Warum aber entscheidet sie sich dagegen? Welche Motivation gibt es, dieses Baby zu bekommen? Sie ist angewidert von dem Gedanken, sich mit einem zwei Jahre jüngeren Burschen einzulassen, sie will zur Uni gehen, sie hat eine beste Freundin, die ihr ebenfalls zu diesem Schritt rät — nichts, aber auch gar nichts spricht für dieses Kind. Außer dass es ohne keine Serie gäbe.

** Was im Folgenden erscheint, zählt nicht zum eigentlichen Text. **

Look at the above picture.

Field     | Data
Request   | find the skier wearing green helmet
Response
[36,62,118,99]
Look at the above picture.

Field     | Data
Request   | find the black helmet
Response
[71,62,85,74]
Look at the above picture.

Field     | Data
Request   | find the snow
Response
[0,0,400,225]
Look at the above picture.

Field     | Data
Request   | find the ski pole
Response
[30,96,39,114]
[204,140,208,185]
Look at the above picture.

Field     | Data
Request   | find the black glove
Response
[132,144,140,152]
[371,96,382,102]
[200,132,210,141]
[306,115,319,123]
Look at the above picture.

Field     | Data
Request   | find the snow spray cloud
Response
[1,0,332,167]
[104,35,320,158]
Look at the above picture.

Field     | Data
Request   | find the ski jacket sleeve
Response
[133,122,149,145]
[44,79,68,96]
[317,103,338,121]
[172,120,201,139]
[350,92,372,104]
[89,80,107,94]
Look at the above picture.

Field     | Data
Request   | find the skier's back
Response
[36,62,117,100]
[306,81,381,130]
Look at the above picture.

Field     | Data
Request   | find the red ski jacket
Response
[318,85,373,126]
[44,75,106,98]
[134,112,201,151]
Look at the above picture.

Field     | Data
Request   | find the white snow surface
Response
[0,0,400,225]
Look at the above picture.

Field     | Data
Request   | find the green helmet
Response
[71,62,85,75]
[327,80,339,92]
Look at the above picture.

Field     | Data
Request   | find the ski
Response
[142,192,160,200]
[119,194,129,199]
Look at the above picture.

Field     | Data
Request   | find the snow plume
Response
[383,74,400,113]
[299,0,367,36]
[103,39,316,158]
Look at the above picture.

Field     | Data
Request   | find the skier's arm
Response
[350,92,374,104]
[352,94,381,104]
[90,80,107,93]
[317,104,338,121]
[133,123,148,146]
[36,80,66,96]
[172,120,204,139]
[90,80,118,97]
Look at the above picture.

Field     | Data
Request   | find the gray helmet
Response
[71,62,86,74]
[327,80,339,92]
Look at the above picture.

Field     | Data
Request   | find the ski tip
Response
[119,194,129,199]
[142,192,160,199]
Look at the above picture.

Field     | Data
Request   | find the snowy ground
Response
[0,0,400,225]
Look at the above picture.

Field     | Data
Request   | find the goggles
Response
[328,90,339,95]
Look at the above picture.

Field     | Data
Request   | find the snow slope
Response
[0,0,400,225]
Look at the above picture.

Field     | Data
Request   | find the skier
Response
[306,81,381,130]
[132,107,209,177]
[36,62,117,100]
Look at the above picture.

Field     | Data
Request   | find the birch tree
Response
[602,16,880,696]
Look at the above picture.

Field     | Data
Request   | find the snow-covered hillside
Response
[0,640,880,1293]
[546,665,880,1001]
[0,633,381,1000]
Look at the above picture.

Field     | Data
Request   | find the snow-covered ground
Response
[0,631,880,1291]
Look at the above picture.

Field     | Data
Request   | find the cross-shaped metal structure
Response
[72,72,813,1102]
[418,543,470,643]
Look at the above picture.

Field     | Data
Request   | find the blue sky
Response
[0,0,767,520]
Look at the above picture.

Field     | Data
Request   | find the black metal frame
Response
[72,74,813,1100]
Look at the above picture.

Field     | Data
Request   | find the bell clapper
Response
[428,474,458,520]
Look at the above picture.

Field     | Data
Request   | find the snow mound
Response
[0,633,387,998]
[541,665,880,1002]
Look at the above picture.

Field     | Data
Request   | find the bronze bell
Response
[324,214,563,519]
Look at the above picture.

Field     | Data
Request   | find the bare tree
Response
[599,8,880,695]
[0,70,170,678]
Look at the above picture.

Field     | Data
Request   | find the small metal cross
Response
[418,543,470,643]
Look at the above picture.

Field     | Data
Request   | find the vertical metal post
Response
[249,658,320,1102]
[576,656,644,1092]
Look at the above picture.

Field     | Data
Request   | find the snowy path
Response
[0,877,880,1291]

Das aber hinterlässt mich als Zuschauer ratlos. Und nichts ist tödlicher für Comedy, als wenn man die Motivation der Hauptfigur nicht erkennt. Das Ziel der Hauptfigur, das nur erreicht werden kann, wenn Hindernisse dafür überwunden werden, ist entscheidend dafür, wie eine Figur handelt und warum sie sich zum Deppen macht: Ist es das Ziel, berühmt zu werden und gesellschaftlicher Mittelpunkt zu sein wie bei Frasier, oder sein Gewissen zu erleichtern und mit sich ins Reine zu kommen wie bei „My Name is Earl“, ist es das Ziel, im eigenen Buchladen von Kunden unbehelligt zu bleiben, wie im Falle Bernard Blacks in „Black Books“, oder auch nur Zucht und Ordnung durchzusetzen wie bei „Hausmeister Krause“ — die Motivation ist grundlegend, und sie muss klar erkennbar sein, am Besten in jeder Folge wieder. Etwa wie bei „White Van Man“, wo im Vorspann das Foto eines neuen, weißen Transporters gezeigt wird und dann Ollies alter, rostiger Van, so dass die Motivation gar nicht offensichtlicher sein könnte: Er will einen neuen, weißen Transporter, so einen wie auf dem Foto.

Warum aber will Laura dieses Baby? Wenn ihr Antrieb klar dargelegt würde, wenn man einsehen könnte, was sie bewegt: Dann wäre „Pramface“ eine ganz gute Sitcom.